The simulator runs slowly. How can I make it faster?

Unless you are simulating a huge number of joints, the limiting steps in simulation are usually contact detection and calculating the contact response.

The speed of contact detection is governed by the resolution of the meshes in contact. Simpler meshes will lead to faster contact detection. Most 3D modeling packages will provide mesh simplification operators.

The speed of contact response is governed by the number of contact points retained in the contact handling procedure after clustering. The maxContacts simulation parameter governs the number of clusters and can be reduced to achieve a faster simulation. However, setting this value too low will lead to a loss of physical realism.

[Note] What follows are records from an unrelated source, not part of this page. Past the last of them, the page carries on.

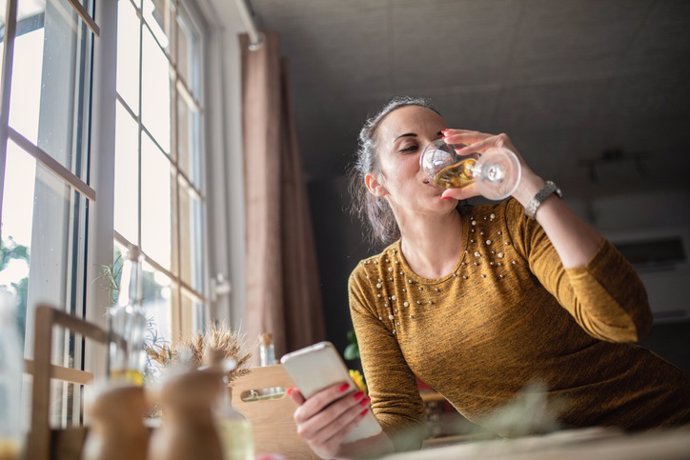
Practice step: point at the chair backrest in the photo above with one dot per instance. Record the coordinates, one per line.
(260, 396)
(43, 442)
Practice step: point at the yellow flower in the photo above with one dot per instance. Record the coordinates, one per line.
(358, 379)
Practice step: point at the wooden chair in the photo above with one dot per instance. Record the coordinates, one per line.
(260, 396)
(43, 442)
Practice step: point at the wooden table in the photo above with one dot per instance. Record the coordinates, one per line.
(588, 444)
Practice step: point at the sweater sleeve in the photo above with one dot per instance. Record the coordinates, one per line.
(605, 297)
(395, 400)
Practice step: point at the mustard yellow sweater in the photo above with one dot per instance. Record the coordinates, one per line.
(509, 314)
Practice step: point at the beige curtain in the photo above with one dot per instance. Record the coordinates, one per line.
(282, 287)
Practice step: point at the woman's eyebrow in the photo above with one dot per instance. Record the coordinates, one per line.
(405, 135)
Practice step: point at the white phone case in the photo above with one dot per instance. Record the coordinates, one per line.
(318, 366)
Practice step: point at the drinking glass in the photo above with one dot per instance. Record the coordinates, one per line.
(495, 172)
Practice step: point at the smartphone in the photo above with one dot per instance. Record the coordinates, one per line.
(319, 366)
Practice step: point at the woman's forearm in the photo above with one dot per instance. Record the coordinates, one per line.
(575, 241)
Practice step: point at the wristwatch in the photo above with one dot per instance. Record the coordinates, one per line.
(546, 191)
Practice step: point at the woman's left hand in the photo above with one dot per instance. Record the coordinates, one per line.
(469, 142)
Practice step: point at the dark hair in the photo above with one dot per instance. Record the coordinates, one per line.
(369, 208)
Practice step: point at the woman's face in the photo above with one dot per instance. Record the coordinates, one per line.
(400, 139)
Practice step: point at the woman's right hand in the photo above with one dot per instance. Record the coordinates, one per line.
(325, 418)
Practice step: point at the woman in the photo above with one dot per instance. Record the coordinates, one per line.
(479, 303)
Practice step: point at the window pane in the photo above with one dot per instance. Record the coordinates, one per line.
(156, 91)
(42, 218)
(188, 141)
(193, 314)
(187, 50)
(157, 15)
(17, 212)
(156, 203)
(49, 83)
(3, 7)
(126, 219)
(128, 34)
(191, 238)
(158, 304)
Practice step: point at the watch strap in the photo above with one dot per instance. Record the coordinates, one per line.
(546, 191)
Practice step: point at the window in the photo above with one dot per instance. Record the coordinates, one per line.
(48, 197)
(159, 189)
(46, 192)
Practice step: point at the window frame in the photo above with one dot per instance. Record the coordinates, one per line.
(219, 132)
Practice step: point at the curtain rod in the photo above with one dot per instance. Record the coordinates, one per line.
(256, 38)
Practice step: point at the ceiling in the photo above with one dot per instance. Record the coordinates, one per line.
(567, 79)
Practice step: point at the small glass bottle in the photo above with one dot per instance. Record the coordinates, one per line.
(234, 429)
(127, 320)
(267, 353)
(11, 362)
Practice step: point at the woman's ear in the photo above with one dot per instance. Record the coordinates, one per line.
(374, 185)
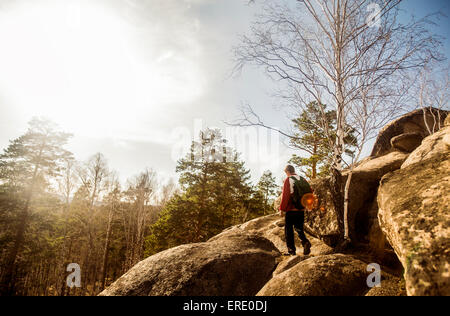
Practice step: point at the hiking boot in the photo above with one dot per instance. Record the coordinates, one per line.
(306, 248)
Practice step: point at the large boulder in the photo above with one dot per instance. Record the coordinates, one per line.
(414, 123)
(329, 275)
(414, 215)
(434, 144)
(406, 142)
(232, 265)
(271, 227)
(323, 223)
(391, 286)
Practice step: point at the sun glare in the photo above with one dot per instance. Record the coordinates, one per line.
(77, 65)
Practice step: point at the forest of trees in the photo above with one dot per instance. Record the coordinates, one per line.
(55, 211)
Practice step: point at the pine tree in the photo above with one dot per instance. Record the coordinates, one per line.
(216, 194)
(267, 187)
(28, 161)
(311, 137)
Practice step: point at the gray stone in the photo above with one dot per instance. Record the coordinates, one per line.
(232, 265)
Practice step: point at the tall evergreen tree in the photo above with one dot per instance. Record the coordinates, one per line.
(28, 160)
(311, 137)
(267, 187)
(216, 194)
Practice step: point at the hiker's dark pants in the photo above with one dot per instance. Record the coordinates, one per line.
(294, 220)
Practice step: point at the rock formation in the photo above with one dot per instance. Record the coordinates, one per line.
(234, 265)
(414, 214)
(398, 217)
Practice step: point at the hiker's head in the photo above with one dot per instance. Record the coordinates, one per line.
(290, 170)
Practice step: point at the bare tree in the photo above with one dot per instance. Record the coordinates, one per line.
(335, 53)
(112, 202)
(93, 177)
(430, 92)
(140, 192)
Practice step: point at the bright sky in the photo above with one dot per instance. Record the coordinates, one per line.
(134, 79)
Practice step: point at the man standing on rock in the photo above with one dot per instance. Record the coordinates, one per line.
(293, 189)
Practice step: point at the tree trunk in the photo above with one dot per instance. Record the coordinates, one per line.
(106, 249)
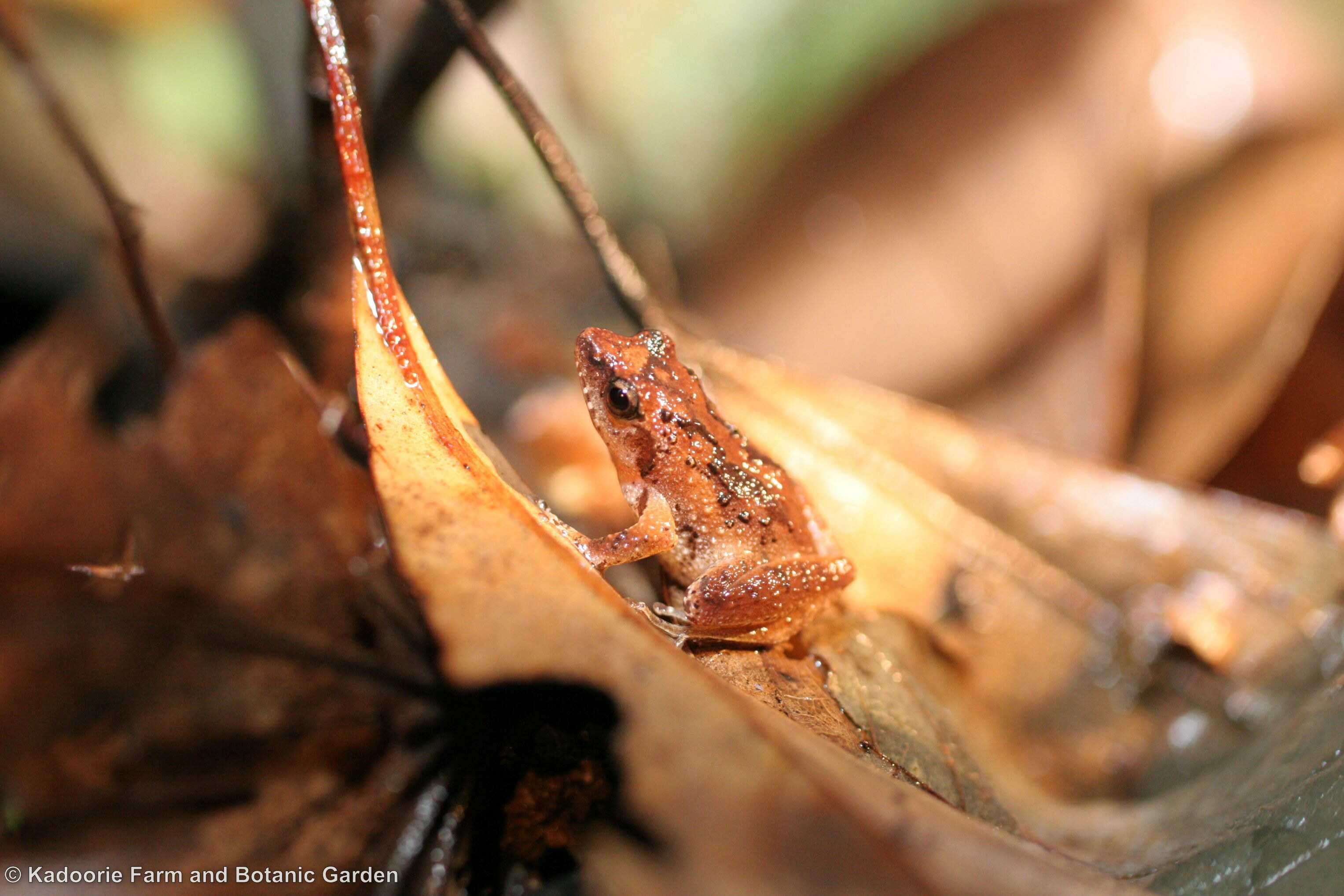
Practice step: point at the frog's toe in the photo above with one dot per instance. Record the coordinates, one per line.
(671, 614)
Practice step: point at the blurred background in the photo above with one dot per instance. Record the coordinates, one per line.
(1115, 226)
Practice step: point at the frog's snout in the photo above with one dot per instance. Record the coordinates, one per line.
(595, 343)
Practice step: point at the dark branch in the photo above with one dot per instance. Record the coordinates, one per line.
(121, 213)
(631, 289)
(429, 46)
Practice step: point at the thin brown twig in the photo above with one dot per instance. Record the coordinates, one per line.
(121, 213)
(621, 273)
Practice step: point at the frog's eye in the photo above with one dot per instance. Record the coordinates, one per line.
(623, 400)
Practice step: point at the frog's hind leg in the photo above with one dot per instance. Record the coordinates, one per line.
(763, 602)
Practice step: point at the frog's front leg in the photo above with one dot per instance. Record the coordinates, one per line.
(736, 598)
(654, 532)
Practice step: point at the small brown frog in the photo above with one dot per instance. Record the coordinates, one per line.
(745, 557)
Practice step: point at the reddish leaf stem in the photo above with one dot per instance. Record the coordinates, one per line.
(366, 221)
(121, 213)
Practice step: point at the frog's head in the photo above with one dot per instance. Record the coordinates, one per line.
(638, 394)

How do I tune PID gains for my robot?

The easiest way is to tune them manually in the .rob or .urdf file while observing the response to forces applied with the mouse in klampt_sim. Some tips include

  • If the simulation goes unstable, turn kD to 0, and increase the dryFriction and viscousFriction terms until it stabilizes.

  • All terms for a joint should be proportional to the amount of mass controlled by it (F = MA). As a result, gains for joints controlling small elements (like a finger) will be much smaller than joints controlling large elements (like a shoulder).

  • kP will often be much larger than kD or kI (2 or 3 orders of magnitude).

  • If your joints don’t move as commanded, the dryFriction and viscousFriction terms are too large.

  • Start fine-tuning distal links (those farther from the root) and then proceed toward the root.

If you have built from source, and have data from your real robot, you can also use the MotorCalibrate program.see the tutorial here for instructions.

How do I implement a behavior script?

Many engineers and students tend to approach robotics from a “scripting” approach, whereby a complex behavior is broken down into a script or state machine of painstakingly hand-tuned, heuristic behaviors. Unlike some other packages, Klamp’t does not try to make scripting convenient. This choice was made deliberately in order to discourage the use of heuristic behaviors. The philosophy is that hand-tuned behaviors should be rare in intelligent robots. However, it is true that scripts / state machines are sometimes the easiest way to accomplish a given behavior with the current generation of robot AI tools.

To implement a behavior script in Klamp’t, the script should be run in a separate thread from the execution thread. It can then monitor the state of the execution thread (e.g., waiting for a movement to finish) and react accordingly. The multithreaded visualization available in Linux and Windows is very convenient for this. See the visualization documentation for instructions and examples.

To implement a state machine, a controller should manually maintain and simulate its behavior in its feedback loop. A framework for such controllers is the StateMachineBlock class in klampt.control.blocks.state_machine.